Superimpositions and Stop-Substitutions
27 January 2008
"The Four Troublesome Heads" is one of the earliest surviving films by Georges Méliès to employ the multiple exposure technique, or superimposition effect. He used the technique earlier in "The Cabinet of Mephistopheles" (Le Cebinet de Méphistophélès)(1897), but it appears to be lost. (There's also a brief superimposition in "The Magician" (Le magicien)(1898), for a head on a stand.) It's uncertain whether Méliès or George Albert Smith introduced the trick to cinema, although what seems to be the earliest relevant film that I know of is the aforementioned film by Méliès. Smith tried to patent "the invention of double exposure applied to animated photography", but that was frivolous since the technique was already in use in still photography. Somewhere from around July to October 1898, Smith made at least six films that employed the trick. In "The Corsican Brothers", "Photographing a Ghost" and "The Mesmerist, or Body and Soul", Smith used multiple exposures to make transparent ghosts. He also used the technique, coupled with a masked camera lens, to create a scene-within-a-scene vision in "The Corscican Brothers", "Cinderella", "Faust and Mephistopheles" and "Santa Claus". In regards to masking the camera, Smith, indeed, seems to have introduced it to motion pictures. Méliès would later use masking for his multiple-exposure trick films, such as "A Mysterious Portrait" (Le Portrait Mystérieux) (1899) and "The One-Man Band" (L' Homme orchestre) (1900). Nevertheless, the uncertainty is somewhat moot given that Méliès and Smith are known to have had discussions around the time of these inventions, and both filmmakers were leaders in exploring the possibilities of motion pictures.

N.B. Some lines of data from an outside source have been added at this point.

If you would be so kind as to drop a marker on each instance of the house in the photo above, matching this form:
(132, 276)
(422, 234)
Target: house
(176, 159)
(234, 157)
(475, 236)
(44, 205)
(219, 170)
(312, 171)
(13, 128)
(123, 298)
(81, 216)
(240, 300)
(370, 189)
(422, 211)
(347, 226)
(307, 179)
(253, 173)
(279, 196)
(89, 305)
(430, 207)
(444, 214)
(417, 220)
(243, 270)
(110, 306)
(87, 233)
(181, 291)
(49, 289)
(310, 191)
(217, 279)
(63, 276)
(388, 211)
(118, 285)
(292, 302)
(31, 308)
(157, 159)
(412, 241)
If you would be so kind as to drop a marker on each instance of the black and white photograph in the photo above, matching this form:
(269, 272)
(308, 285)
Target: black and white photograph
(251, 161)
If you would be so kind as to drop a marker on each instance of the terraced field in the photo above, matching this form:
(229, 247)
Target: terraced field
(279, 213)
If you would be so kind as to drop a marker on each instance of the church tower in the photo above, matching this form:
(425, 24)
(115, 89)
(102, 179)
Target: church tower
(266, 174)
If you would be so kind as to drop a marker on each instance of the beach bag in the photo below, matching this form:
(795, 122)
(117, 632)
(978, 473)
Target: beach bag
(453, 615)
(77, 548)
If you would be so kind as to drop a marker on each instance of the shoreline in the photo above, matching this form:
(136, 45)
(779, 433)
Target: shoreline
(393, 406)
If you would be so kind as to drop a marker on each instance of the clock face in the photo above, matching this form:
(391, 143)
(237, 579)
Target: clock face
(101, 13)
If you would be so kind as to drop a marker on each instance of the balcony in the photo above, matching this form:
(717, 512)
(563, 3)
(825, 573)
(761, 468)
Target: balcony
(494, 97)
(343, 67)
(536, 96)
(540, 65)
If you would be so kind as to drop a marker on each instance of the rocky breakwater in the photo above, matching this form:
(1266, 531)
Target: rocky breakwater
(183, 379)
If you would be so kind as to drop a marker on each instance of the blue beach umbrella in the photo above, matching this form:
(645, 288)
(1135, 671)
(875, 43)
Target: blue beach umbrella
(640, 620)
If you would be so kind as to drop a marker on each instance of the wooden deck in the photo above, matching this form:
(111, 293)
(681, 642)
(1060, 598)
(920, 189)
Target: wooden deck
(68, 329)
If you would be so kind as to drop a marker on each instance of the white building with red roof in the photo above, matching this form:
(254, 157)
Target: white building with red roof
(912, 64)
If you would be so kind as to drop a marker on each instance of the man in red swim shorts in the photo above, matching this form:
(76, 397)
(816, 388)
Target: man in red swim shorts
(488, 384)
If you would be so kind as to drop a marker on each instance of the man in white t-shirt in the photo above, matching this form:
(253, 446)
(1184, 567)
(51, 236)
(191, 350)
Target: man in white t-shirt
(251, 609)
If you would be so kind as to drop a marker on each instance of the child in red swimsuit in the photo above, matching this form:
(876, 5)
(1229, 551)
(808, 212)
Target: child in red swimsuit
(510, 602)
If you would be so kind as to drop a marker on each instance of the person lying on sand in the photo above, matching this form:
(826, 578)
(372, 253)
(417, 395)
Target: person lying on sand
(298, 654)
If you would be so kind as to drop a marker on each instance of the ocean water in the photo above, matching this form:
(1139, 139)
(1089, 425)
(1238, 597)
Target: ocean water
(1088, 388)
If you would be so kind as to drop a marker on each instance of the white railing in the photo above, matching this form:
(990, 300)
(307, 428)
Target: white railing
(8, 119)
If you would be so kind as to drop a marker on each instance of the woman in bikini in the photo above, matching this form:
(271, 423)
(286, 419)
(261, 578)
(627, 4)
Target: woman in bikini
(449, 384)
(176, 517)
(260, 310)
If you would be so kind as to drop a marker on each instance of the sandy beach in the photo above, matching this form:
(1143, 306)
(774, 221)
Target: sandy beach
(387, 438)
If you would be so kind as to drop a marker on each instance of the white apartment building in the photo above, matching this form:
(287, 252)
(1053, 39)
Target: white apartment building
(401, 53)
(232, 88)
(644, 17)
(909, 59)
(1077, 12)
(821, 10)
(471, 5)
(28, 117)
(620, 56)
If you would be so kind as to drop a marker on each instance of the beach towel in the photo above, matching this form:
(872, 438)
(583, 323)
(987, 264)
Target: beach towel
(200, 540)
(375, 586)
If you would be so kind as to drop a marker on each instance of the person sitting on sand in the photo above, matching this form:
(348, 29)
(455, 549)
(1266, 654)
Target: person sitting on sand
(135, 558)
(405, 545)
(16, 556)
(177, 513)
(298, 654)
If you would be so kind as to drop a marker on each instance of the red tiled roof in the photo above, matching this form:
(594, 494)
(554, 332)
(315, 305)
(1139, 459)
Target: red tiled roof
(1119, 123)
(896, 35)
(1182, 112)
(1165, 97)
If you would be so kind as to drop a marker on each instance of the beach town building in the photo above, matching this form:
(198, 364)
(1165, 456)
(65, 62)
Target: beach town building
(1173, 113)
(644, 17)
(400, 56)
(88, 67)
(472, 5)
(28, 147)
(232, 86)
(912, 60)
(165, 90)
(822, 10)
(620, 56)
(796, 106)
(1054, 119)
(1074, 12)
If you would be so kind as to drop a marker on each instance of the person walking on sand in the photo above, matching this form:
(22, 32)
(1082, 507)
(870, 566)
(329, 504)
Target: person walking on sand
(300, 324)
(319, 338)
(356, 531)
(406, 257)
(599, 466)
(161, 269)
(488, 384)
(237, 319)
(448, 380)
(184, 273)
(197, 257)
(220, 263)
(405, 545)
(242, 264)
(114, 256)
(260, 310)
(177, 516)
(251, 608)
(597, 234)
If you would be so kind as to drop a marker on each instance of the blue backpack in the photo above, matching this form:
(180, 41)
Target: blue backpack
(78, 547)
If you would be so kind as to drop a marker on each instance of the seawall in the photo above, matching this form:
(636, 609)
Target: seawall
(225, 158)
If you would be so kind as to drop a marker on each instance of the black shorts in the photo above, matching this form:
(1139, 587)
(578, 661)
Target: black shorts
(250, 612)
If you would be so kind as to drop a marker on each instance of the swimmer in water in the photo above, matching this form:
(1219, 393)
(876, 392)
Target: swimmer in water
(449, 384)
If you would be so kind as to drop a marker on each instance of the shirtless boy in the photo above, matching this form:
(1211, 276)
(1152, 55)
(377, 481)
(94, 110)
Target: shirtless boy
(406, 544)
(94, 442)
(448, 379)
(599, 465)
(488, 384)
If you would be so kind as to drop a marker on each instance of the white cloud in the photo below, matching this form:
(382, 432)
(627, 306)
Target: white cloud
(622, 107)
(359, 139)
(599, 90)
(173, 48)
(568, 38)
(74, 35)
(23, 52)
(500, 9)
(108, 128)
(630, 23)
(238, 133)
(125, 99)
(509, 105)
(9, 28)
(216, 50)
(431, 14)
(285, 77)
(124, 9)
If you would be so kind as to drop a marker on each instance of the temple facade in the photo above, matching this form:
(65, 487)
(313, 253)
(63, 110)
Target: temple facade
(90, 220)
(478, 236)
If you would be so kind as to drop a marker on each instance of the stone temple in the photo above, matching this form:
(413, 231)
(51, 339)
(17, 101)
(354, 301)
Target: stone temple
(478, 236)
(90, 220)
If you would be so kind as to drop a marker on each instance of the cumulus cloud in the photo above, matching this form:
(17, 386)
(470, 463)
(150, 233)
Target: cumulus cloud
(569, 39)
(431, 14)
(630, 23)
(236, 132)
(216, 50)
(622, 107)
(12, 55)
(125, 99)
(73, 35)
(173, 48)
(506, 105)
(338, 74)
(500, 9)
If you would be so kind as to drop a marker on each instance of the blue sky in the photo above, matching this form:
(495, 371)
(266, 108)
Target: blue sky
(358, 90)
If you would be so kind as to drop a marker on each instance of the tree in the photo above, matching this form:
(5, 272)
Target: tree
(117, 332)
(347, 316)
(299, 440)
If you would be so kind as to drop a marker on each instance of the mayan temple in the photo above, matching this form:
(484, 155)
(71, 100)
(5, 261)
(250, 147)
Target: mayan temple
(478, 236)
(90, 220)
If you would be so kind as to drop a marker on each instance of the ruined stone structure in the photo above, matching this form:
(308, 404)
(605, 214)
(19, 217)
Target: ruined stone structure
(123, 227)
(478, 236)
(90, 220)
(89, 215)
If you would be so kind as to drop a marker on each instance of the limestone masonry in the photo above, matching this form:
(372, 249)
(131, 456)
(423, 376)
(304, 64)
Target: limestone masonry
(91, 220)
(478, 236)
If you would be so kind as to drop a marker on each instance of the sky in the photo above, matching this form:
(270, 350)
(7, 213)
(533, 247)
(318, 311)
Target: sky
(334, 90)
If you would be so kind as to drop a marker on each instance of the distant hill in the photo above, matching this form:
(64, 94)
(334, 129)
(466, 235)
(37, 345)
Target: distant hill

The superimpositions of "The Four Troublesome Heads" are not for ghosts, but, rather, are for four cloned heads of same texture; this effect of same texture is achieved with the black background. In this film, Méliès accomplished the headless and no body effects by masking himself with black clothing. Additionally, a dummy head was used while the Méliès with a body moved the heads to the table. For these transitions, Méliès employed his second essential trick of stop-substitutions (a.k.a. substitution splicing). The camera operator stopped the camera – the scene was rearranged – and filming resumed. They are essentially jump cuts touched up by post-production splicing. Méliès had already used the stop-substitution trick in such films as "The Vanishing Lady" (Escamotage d'une dame au théâtre Robert Houdin) (1896), and it would continue to be probably his most used trick during his film-making career.

Yet, these tricks are only of a technical and filmic history interest without Méliès's unique showmanship and enthusiasm, which was largely responsible for the immense popularity of his films in his own day and the preference of today's audiences for the films of Méliès over those by other early filmmakers. Méliès was, indeed, more cultured and absorbed with theatrical traditions than were his contemporaries. Later, filmmakers would surpass much of his theatrical style, but at the time of this film, he was leading the way with it.